Il potere dichiara che il giovane arrestato, di nome Gesù, figlio di Giuseppe, è morto perché aveva le mani bucate e i piedi pure. Considerato che faceva il falegname e maneggiando chiodi si procurava spesso degli incidenti sul lavoro. I colpi riportati sopra il corpo non dipendono da flagellazioni, ma da caduta riportata mentre saliva il monte Golgota appesantito da attrezzatura non idonea, e la ferita al petto non proviene da lancia in dotazione alla gendarmeria, ma da tentativo di suicidio. Il detenuto è deceduto perché ostinatamente aveva smesso di respirare malgrado l’ambiente ben ventilato. Più morte naturale di così toccherà solo a tal Stefano Cucchi quasi coetaneo del su menzionato.
Per la “festa della donna” Ilaria Cucchi e Fabio Anselmo tornano a Teramo, Pescara e Montesilvano per incontrare gli studenti con il Premio Borsellino tutto l’anno, e presentare il nuovo libro: “Stefano, una lezione di giustizia”. Chi vorrà potrà ascoltarla in una lunga intervista anche sull’emittente teramana R+News.

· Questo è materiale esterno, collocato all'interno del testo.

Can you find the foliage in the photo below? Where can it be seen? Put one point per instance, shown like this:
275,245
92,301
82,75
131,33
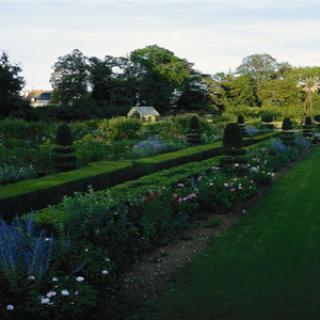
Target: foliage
11,83
64,136
69,77
232,137
286,124
11,173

Dopo anni e anni di battaglia giudiziaria condotta con tanto coraggio e tanto amore, Ilaria Cucchi e Fabio Anselmo hanno obbligato il Tribunale di Roma ha dire che fu omicidio. Omicidio. Stefano fu ucciso. Da uomini che disonorando la divisa si sono accaniti su un corpo martoriato, con calci e pugni, fino ad ucciderlo. Per farlo è stato necessario tanto coraggio e tanto amore. E’ stato necessario sopportare menzogne, depistaggi, offese, illazioni, anni e anni di processi che ogni volta riaprivano una ferita mai chiusa. Per farlo è stato necessario tanto coraggio e tanto amore. Lo sapevamo, da tempo. L’ho scritto decine di volte. Tanti si sono mobilitati. E’ stato necessario un film. E’ stato utile Fazio, Vespa, e persino Mara Venier. Ma a questa sentenza dello Stato contro una parte dello Stato non si sarebbe mai arrivati se non ci fosse stato da parte di Ilaria e Fabio tanto coraggio e tanto amore che si sono battuti per avere giustizia per Stefano. E dunque per tutti noi. Per tutti questi lunghi anni la famiglia, Rita, Giovanni, Ilaria e Fabio Anselmo, hanno cercato instancabilmente di dimostrare che a determinarne il decesso fu il pestaggio, feroce, che aveva subito. Oggi c’è una sentenza. Lo Stato ha scritto che in Italia la legalità costituzionale, che comprende in sé il diritto all’inviolabilità della integrità psico-fisica , e dunque il diritto a non essere maltrattati e torturati, non si ferma sulla soglia di una caserma dei carabinieri. Dobbiamo dirle tutti grazie. Graie per il suo coraggio e il suo grande amore . Le istituzioni italiane, e noi tutti dobbiamo molto a Ilaria Cucchi, a Fabio Anselmo e ai suoi genitori. Senza la loro caparbietà, senza il loro infinito dolore, senza la fatica instancabile di Ilaria e Fabio, capaci di fare da muro contro calunniatori e miserabili anonimi aggressori, e senza la strategia, di certo “non difensiva”, Stefano Cucchi sarebbe stato uno dei tanti senza nome, e dei tanti senza storia, che sono morti nelle mani dello Stato, torturati in carcere dallo Stato. Lui invece ha un nome, ha un volto, ha un’anima, ha una storia ed ha avuto una parziale giustizia. Grazie a Ilaria e a chi, con lei, ha lottato stoicamente per la giustizia e la verità.
Ha ragione il generale dei carabinieri Nistri: “il dolore di Stefano è il dolore di tutti”. Il dolore di Stefano, il dolore di Ilaria è il dolore di tutti noi deve essere il dolore di chi rappresenta le istituzioni, le quali non devono mai sottrarsi alla giustizia. È lo Stato democratico che viene ferito quando la legalità si ferma su un portone. E’ lo Stato – se c’è – che deve intervenire se dei servizi deviati fanno saltare in aria la macchina di un magistrato e della scorta. E’ lo Stato, quello vero, che deve intervenire per affermare la verità se dei traditori di stato depistano, mentono. Per Stefano Cucchi conosciamo nomi e cognomi e lo dobbiamo ad una ragazza. Al suo coraggio ed al suo amore. Non dimentichiamolo. E diciamole grazie.